The source tour method
When you read a file, do this:
- Find the public entry points.
- Find the state structs.
- Find the registration macro.
- Find the callback types.
- Find the completion function.
- Find error cleanup labels.
- Find reset/remove/shutdown paths.
- Find tests.
For example, in a bdev module:
- public RPC handler in
*_rpc.c - module registration with
SPDK_BDEV_MODULE_REGISTER - bdev function table with
submit_request - channel create/destroy
- base bdev event callback if virtual
spdk_bdev_io_complete- destruct callback
Labs
Lab 1: classify a function
Open lib/thread/thread.c and find spdk_thread_poll.
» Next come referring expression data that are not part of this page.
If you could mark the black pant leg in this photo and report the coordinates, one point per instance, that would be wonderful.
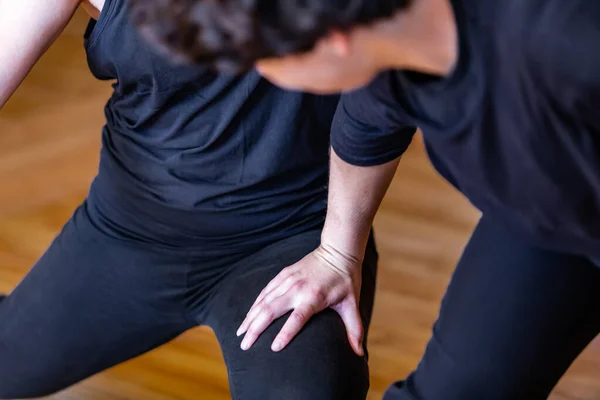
(89, 303)
(511, 323)
(319, 363)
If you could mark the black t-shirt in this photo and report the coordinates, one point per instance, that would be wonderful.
(192, 158)
(516, 126)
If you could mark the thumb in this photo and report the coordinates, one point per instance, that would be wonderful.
(348, 310)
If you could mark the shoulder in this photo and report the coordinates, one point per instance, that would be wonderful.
(377, 105)
(564, 40)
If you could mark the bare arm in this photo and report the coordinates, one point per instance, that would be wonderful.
(355, 194)
(27, 29)
(329, 277)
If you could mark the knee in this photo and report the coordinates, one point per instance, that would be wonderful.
(319, 364)
(439, 377)
(23, 379)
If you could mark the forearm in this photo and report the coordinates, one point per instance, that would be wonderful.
(27, 29)
(355, 194)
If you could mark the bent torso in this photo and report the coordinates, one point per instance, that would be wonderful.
(93, 7)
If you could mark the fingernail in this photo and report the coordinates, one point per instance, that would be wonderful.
(276, 346)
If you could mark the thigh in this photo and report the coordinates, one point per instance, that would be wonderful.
(512, 321)
(319, 364)
(88, 304)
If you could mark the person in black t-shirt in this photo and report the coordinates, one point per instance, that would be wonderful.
(208, 186)
(506, 94)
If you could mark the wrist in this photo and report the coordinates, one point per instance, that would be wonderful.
(347, 240)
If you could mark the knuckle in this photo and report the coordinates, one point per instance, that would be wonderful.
(267, 311)
(298, 317)
(317, 295)
(299, 285)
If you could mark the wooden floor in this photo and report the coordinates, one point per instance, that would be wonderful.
(49, 141)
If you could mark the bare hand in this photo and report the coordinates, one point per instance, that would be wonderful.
(324, 279)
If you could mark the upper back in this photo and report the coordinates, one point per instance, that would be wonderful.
(195, 139)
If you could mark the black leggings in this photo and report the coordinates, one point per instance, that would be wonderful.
(513, 320)
(93, 301)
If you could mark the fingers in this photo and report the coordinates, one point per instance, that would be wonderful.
(293, 325)
(350, 314)
(266, 314)
(266, 299)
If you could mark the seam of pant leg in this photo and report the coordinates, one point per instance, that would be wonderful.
(186, 313)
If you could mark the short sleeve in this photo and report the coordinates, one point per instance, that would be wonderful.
(370, 127)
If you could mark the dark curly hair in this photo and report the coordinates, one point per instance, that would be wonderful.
(234, 34)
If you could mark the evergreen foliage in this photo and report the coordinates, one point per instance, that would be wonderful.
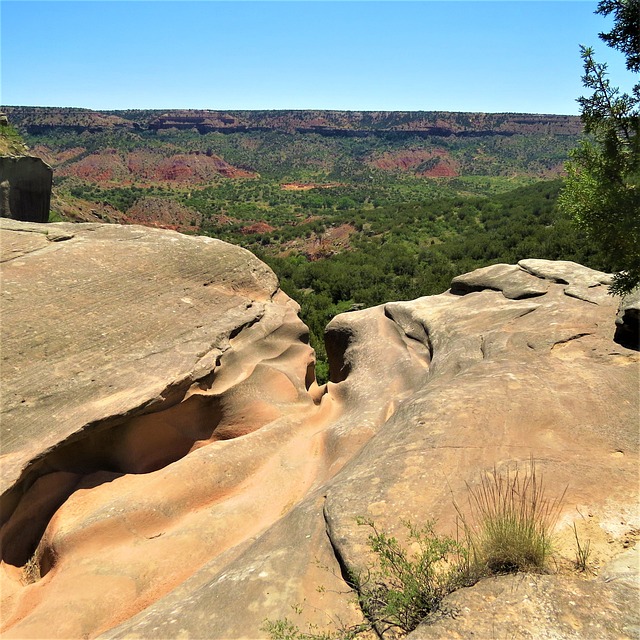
(602, 192)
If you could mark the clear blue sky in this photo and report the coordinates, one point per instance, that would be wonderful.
(454, 55)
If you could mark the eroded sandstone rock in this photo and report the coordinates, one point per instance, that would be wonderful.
(25, 188)
(180, 474)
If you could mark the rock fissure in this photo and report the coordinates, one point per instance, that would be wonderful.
(133, 543)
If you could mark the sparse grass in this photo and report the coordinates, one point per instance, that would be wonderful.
(512, 521)
(31, 570)
(285, 629)
(509, 530)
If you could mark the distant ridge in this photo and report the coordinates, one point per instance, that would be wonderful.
(333, 123)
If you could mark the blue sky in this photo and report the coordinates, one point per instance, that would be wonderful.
(491, 56)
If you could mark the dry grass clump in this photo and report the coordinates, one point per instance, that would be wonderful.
(512, 521)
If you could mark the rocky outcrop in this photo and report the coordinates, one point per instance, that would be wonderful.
(628, 321)
(25, 188)
(171, 468)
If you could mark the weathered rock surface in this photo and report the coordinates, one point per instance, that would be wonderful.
(180, 474)
(543, 606)
(25, 188)
(628, 321)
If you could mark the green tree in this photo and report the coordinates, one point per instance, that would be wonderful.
(602, 190)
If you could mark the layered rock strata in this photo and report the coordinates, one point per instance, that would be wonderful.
(171, 468)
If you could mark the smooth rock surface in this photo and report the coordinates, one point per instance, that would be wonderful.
(213, 485)
(540, 606)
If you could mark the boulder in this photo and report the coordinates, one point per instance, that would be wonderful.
(25, 188)
(171, 468)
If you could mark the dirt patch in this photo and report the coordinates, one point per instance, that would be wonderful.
(152, 167)
(165, 214)
(299, 186)
(316, 247)
(421, 162)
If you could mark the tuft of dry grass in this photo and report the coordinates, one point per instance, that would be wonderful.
(512, 520)
(31, 570)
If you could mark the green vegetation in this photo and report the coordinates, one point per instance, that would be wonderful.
(407, 239)
(11, 142)
(346, 218)
(406, 586)
(508, 531)
(603, 187)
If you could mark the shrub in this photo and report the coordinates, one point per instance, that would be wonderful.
(406, 587)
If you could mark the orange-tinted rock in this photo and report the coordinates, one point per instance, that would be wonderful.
(180, 474)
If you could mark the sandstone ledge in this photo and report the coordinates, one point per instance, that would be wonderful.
(180, 474)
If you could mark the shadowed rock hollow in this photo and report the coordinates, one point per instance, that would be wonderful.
(170, 468)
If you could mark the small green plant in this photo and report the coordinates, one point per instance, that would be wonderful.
(583, 551)
(513, 520)
(285, 629)
(404, 587)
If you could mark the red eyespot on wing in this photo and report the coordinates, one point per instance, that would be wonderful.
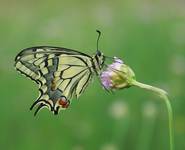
(63, 102)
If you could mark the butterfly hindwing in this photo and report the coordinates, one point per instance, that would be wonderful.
(61, 74)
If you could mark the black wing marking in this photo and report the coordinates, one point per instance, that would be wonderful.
(61, 74)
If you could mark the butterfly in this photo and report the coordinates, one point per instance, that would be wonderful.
(61, 73)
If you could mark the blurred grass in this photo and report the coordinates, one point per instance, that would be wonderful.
(148, 35)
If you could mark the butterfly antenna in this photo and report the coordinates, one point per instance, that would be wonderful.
(99, 34)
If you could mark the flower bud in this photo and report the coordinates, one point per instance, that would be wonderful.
(117, 75)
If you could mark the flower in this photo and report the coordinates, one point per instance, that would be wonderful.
(117, 75)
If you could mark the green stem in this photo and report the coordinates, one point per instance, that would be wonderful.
(163, 95)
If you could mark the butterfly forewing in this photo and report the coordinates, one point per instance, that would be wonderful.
(61, 74)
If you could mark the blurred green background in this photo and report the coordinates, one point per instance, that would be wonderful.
(148, 35)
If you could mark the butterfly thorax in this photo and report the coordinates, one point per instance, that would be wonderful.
(98, 62)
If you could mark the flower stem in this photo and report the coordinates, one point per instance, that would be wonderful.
(163, 95)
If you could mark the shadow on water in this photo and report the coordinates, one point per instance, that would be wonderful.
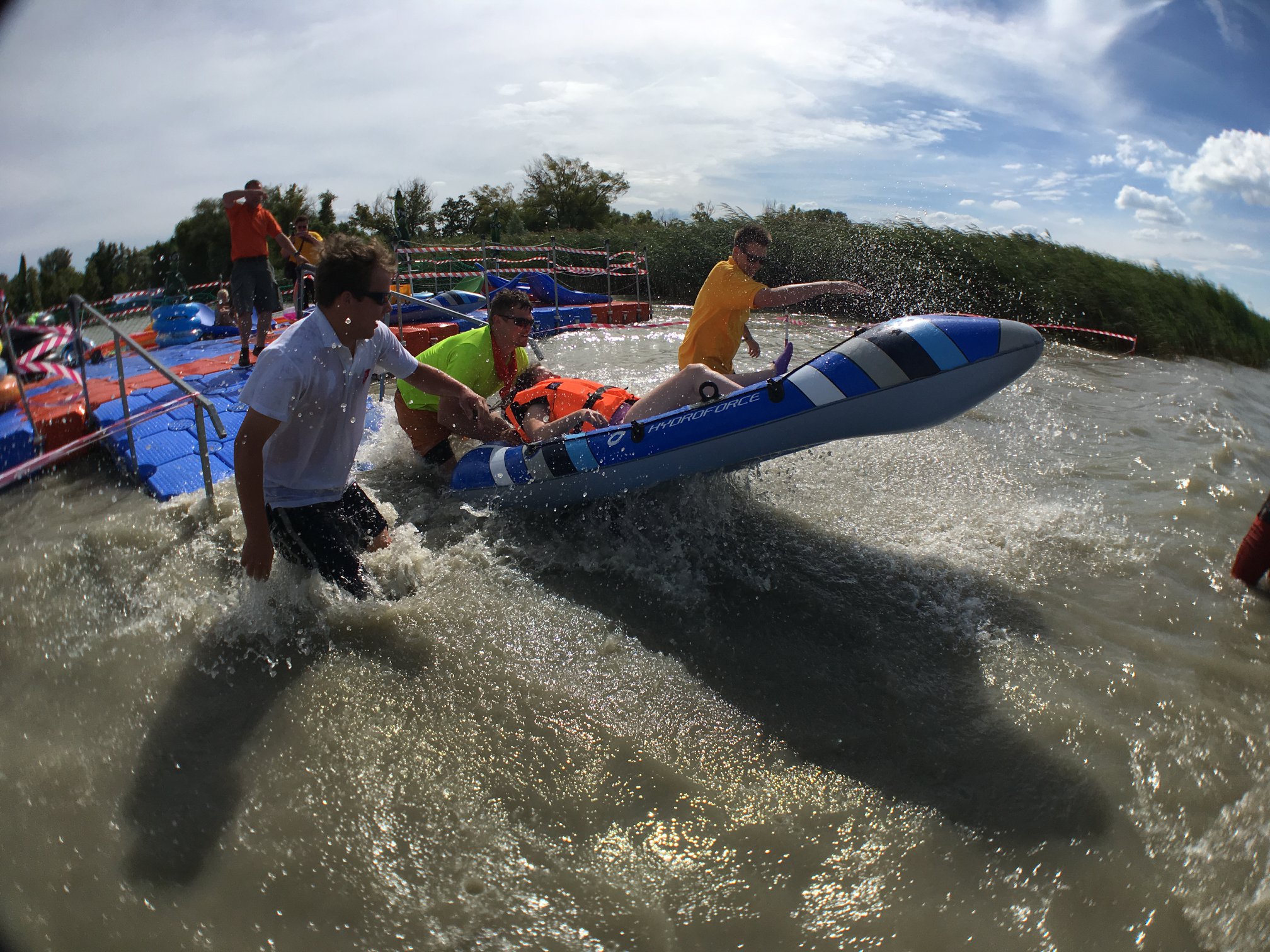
(861, 662)
(187, 787)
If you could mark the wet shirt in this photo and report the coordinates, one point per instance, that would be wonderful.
(251, 230)
(306, 247)
(469, 358)
(316, 388)
(719, 318)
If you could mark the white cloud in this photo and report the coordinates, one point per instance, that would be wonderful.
(1148, 208)
(947, 220)
(1244, 251)
(1147, 156)
(1233, 163)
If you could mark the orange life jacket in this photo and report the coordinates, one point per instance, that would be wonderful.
(564, 395)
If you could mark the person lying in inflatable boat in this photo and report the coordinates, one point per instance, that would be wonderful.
(544, 405)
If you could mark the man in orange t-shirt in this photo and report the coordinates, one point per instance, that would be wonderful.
(721, 315)
(252, 283)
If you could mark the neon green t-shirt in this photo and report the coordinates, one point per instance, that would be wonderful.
(469, 358)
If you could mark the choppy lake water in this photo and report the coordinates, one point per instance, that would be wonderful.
(986, 686)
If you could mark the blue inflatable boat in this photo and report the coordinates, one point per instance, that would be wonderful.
(900, 376)
(438, 307)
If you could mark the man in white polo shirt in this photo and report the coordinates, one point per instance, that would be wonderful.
(295, 451)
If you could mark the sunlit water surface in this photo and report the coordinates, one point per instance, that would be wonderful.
(986, 686)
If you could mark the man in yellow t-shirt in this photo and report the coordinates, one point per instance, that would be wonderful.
(309, 251)
(721, 315)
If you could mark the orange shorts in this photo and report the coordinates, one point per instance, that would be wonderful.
(427, 436)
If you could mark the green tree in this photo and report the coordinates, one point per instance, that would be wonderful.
(202, 243)
(568, 193)
(497, 211)
(413, 217)
(108, 266)
(286, 205)
(59, 278)
(457, 216)
(25, 290)
(327, 212)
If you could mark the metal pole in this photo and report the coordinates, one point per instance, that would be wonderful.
(648, 286)
(36, 437)
(556, 282)
(609, 282)
(202, 448)
(636, 258)
(76, 327)
(123, 400)
(484, 264)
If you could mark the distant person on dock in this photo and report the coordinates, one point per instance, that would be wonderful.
(309, 246)
(721, 316)
(252, 277)
(306, 400)
(484, 358)
(545, 405)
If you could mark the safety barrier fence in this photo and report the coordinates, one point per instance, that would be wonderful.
(79, 307)
(445, 266)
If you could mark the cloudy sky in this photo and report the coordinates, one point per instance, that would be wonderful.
(1138, 128)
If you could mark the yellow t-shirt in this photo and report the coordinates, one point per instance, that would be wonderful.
(719, 318)
(469, 358)
(307, 249)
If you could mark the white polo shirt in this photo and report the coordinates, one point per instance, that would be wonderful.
(316, 388)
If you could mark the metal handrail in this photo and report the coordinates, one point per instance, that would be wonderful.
(201, 403)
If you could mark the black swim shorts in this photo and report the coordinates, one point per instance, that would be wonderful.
(252, 285)
(329, 537)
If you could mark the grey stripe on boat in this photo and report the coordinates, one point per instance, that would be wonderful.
(816, 386)
(873, 361)
(1015, 337)
(498, 467)
(537, 463)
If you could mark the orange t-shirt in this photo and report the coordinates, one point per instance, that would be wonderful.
(719, 318)
(251, 230)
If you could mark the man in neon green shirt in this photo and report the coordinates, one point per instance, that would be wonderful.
(484, 358)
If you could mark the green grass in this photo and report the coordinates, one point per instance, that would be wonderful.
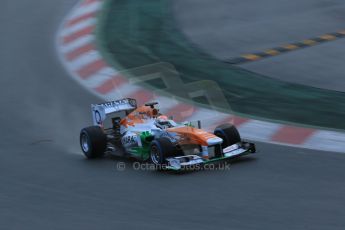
(135, 33)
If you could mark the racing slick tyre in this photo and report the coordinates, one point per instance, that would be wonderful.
(160, 150)
(228, 133)
(93, 142)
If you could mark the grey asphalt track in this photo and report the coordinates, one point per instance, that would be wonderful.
(230, 28)
(47, 184)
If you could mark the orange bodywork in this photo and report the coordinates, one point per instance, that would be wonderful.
(138, 116)
(190, 135)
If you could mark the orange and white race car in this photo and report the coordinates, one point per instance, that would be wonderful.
(145, 134)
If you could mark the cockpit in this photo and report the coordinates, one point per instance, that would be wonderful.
(163, 122)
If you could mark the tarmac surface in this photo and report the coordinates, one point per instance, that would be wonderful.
(228, 29)
(46, 183)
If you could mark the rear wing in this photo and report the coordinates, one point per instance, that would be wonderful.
(100, 111)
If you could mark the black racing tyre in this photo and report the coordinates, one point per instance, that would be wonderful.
(93, 142)
(160, 150)
(228, 133)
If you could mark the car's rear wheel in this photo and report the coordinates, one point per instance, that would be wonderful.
(160, 150)
(93, 142)
(228, 133)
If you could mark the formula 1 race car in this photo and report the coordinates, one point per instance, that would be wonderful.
(145, 134)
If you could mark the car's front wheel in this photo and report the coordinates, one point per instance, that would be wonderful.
(93, 142)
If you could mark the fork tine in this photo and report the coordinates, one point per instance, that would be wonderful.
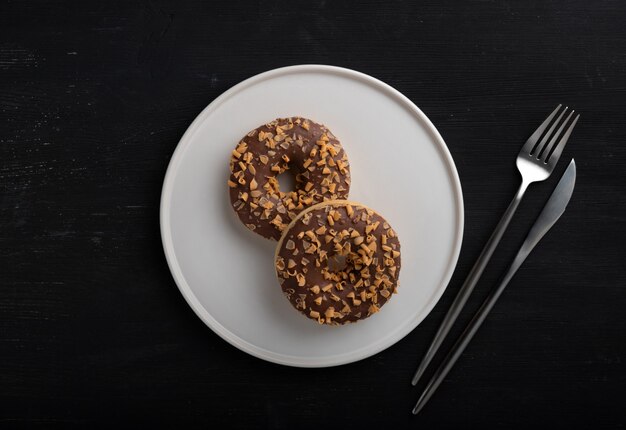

Answer:
- What object does it operate on?
- Does it block?
- What callbacks can it execute?
- What does its return value mean?
- What state does it temporarily set?
Lab 2: classify a diskengine RPC wrapper
Open /home/lolwierd/Projects/excloud/diskengine/diskengine/internal/spdkclient/wrappers.go. Pick BdevNvmeAttachController.
- What JSON-RPC method is sent?
- What does the Go wrapper consider success?
- Does success mean the resulting bdev is fully examined?
- Where in SPDK is that RPC handler registered?
Lab 3: find the terminal callback
Open module/bdev/null/bdev_null.c. Find the path for a read. Where does the module eventually call spdk_bdev_io_complete? What would happen if it forgot?
Self-check
- Why is a callback context object like a manual stack frame?
- Why is "who frees this" as important as "what does this do"?
- What is the difference between submission success and operation success?
- Why can a missing
spdk_for_each_channel_continuehang a system?